"Employment Pitfalls Part Two"
by Joe Hadzima
(This article originally appeared in the "Starting Up" column of the Boston Business Journal.)
This is the second installment of our look at employment issues for entrepreneurs. Last month we explored whether someone was an employee or an independent contractor, what to avoid in employment offer letters, the use of non-competition and confidentiality agreements, and personal liability for payroll and taxes. Each of these topics could be a column itself (or even a chapter in a book), so remember that these Starting Up columns are designed to help you, the entrepreneur, get a handle on a number of important issues to help your business succeed. The format of a monthly column doesn't allow us to go into all the details, yet we all know that success comes in part through mastering the details. So use these columns as a sort of "checklist," but seek out competent professional assistance in applying the concepts to your particular situation. Moral: avoid the "do-it-yourself brain surgery" mentality.
So here are some other employment areas you should know about:
The workplace has become the focal point for legislation that tries to change societal attitudes and practices. There are rules governing gender, age, and disability based discrimination, affirmative action, health and safety, family leave, etc. Some of these rules may actually conflict with each other. Fortunately for the entrepreneur trying to get a business launched, many of these rules don't apply until you have a certain number of employees. However, you should be aware that many of them do apply if you have government contracts or subcontracts. Some government contract regulations apply unless you specifically exclude them in your contract or subcontract. So if you are involved directly or indirectly in government contracts, don't assume that you are exempt from these regulations. Always read your government contract solicitation before preparing a bid or proposal, and always be sure to administer your government contract in a way that fully complies with the contract.
Minimum Wages and Overtime.
With technological advances coming rapidly, high-tech companies have to meet tight deadlines that usually mean very long hours. Although you may think of a programmer as being exempt from minimum wage laws (as opposed to the traditional factory worker), the Department of Labor may think otherwise, resulting in penalties. Check this out with your employment lawyer before you have this problem.
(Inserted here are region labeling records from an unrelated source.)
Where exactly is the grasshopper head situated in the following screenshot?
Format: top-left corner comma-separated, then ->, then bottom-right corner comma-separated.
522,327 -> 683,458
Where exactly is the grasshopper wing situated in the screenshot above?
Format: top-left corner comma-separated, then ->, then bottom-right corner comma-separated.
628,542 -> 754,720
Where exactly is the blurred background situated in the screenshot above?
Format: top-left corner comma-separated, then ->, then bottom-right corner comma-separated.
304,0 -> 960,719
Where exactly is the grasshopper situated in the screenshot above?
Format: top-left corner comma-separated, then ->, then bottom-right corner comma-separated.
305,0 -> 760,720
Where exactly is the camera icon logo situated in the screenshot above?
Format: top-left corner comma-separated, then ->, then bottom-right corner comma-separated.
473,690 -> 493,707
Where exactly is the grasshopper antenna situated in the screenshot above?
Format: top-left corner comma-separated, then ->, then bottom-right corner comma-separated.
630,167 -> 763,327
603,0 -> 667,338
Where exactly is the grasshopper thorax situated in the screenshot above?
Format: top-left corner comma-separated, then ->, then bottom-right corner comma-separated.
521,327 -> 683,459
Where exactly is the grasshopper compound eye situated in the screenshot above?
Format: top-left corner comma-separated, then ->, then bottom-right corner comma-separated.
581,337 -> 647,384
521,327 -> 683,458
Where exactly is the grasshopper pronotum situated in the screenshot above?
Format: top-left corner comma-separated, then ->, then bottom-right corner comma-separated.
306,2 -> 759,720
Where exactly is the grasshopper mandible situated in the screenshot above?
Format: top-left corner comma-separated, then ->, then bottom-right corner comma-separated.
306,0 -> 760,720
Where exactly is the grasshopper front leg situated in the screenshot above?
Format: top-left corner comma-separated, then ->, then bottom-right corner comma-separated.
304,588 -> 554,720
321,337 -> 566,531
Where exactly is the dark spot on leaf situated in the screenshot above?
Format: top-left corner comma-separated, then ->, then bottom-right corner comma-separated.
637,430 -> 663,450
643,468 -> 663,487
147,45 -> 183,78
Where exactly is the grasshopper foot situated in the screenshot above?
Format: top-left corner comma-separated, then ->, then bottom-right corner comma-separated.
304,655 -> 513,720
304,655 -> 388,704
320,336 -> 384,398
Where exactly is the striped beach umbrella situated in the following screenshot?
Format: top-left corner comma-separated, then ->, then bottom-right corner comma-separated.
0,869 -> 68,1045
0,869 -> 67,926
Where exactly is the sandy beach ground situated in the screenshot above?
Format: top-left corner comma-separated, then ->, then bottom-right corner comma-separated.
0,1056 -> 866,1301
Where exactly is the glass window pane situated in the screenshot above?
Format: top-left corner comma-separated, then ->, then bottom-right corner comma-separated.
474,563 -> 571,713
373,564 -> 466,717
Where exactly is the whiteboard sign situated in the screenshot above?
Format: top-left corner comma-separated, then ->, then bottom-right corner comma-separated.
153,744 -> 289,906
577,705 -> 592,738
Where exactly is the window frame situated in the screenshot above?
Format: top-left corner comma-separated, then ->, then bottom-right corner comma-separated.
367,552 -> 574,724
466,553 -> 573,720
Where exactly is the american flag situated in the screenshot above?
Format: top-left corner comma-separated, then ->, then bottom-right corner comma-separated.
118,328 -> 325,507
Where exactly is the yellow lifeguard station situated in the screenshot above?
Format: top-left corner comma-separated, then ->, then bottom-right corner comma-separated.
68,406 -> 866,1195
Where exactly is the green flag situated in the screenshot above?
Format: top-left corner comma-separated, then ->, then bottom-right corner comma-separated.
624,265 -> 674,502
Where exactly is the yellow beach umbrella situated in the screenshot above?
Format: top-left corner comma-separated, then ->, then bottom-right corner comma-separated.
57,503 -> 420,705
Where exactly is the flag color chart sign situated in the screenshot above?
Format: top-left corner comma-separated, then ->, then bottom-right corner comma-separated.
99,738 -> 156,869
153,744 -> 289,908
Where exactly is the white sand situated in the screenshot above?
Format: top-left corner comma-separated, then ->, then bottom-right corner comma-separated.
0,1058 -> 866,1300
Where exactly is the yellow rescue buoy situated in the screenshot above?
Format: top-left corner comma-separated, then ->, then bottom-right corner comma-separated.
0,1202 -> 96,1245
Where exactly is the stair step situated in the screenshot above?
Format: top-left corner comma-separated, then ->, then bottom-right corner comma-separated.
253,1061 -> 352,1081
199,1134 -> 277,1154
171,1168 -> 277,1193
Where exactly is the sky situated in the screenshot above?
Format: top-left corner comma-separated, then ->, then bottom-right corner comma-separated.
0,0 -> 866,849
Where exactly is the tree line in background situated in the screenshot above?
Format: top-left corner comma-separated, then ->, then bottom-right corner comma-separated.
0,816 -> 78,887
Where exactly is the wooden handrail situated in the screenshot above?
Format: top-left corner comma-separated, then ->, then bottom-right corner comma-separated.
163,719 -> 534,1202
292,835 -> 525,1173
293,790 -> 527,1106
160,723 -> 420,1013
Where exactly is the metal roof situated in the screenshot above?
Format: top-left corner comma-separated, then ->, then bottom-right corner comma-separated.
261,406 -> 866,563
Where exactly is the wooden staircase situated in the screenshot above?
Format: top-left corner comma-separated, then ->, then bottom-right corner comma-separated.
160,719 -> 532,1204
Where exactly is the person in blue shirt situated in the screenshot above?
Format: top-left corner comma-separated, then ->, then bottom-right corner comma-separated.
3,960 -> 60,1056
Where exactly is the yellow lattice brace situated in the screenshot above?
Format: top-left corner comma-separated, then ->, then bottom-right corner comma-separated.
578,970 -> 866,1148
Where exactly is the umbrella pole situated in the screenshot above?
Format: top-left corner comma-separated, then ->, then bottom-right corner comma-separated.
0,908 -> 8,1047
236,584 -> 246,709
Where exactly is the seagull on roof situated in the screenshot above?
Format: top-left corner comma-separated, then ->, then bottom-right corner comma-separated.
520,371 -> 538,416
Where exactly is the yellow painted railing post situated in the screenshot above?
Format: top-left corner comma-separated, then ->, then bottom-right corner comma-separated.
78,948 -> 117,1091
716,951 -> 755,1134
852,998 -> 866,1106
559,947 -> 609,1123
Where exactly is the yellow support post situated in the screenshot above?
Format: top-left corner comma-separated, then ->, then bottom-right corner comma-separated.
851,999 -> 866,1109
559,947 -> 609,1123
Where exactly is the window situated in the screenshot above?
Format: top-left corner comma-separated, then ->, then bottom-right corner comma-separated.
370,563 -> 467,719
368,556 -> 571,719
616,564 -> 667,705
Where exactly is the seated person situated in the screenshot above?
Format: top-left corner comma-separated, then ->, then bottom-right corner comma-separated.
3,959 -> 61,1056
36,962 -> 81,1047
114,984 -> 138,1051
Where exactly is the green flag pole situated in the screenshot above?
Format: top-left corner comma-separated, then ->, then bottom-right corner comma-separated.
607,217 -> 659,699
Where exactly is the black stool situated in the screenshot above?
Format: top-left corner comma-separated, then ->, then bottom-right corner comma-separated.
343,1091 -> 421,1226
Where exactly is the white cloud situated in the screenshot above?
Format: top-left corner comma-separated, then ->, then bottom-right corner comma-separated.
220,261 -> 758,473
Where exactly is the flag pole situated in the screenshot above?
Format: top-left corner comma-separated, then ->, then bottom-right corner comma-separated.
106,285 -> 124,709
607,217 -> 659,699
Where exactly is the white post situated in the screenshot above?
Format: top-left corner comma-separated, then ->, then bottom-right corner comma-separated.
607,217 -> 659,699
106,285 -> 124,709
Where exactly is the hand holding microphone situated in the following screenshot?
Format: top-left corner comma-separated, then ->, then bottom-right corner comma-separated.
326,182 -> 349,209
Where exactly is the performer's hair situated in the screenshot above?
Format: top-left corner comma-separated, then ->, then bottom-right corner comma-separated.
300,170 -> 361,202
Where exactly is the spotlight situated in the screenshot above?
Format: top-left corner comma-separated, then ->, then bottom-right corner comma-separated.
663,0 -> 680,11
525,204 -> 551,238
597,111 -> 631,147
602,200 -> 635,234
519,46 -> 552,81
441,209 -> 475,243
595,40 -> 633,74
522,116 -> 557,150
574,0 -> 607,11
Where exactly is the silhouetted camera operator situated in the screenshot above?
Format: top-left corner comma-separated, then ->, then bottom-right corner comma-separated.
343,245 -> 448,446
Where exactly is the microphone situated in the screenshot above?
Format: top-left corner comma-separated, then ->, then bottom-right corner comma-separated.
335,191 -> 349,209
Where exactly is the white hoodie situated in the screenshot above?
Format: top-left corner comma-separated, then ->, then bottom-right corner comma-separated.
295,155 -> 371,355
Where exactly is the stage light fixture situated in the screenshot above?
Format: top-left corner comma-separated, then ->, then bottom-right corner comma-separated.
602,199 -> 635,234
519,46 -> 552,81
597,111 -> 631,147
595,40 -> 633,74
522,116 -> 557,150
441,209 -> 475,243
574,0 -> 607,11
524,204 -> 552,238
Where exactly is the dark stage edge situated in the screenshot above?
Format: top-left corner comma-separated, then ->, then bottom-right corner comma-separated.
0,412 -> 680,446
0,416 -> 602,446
Although we are a nation of immigrants, we have also had a history of trying to limit immigration. To a large extent immigration rules are targeted toward cheap foreign labor taking U.S. jobs, but, contrary to common misconceptions, U.S. immigration laws also treat degree professionals, entrepreneurs, and established businesses with complex and non-intuitive regulations. I have many clients who successfully hire highly trained foreigners who graduate each year from Boston's fine universities. This can be a winning strategy for you, too, but you must make sure that you understand and are able to comply with U.S. immigration law before you begin the process. With advance planning, the process can go smoothly. Failure to plan can result in a disaster. So spend the few preliminary and necessary hours with an immigration lawyer beforehand if hiring foreign nationals is a likely part of your hiring plans. Even if you do not have an active plan to hire foreign nationals, you are nevertheless required to obtain an INS Form I-9 from each new hire.
You are not required to have an employee handbook. However an employee handbook can be a valuable part of your human resource "package" if it reflects your philosophy of dealing with your most valuable assets—your employees. From that viewpoint alone, you should not simply copy the employee handbook of some other organization. I once had a former Digital Equipment employee start a new venture and use DEC's employee manual on the theory that DEC must have had the manual reviewed by its lawyers. However, many of the DEC employment practices are a result of laws that apply only to large employers or government contractors. Because an employee handbook can be construed as part of an "employment contract," the entrepreneur found out that he had taken on legal obligations that he did not have to incur. Perhaps more importantly, he missed an opportunity to establish a "tone" by thinking through his own approach to dealing with employees.
When you hire other people, you will inevitably have to build some infrastructure/bureaucracy to deal with these various legal requirements. You can either view this as a useless distraction, or you can take the opportunity to put in place approaches and procedures that will help maximize the potential of the people you hire. I think you will have the best results if you develop a clear philosophy of how you plan to attract, motivate, and retain good people, and then fill in the legal requirements around your plan.
DISCLAIMER: This column is designed to give the reader an overview of a topic and is not intended to constitute legal advice as to any particular fact situation. In addition, laws and their interpretations change over time and the contents of this column may not reflect these changes. The reader is advised to consult competent legal counsel as to his or her particular situation.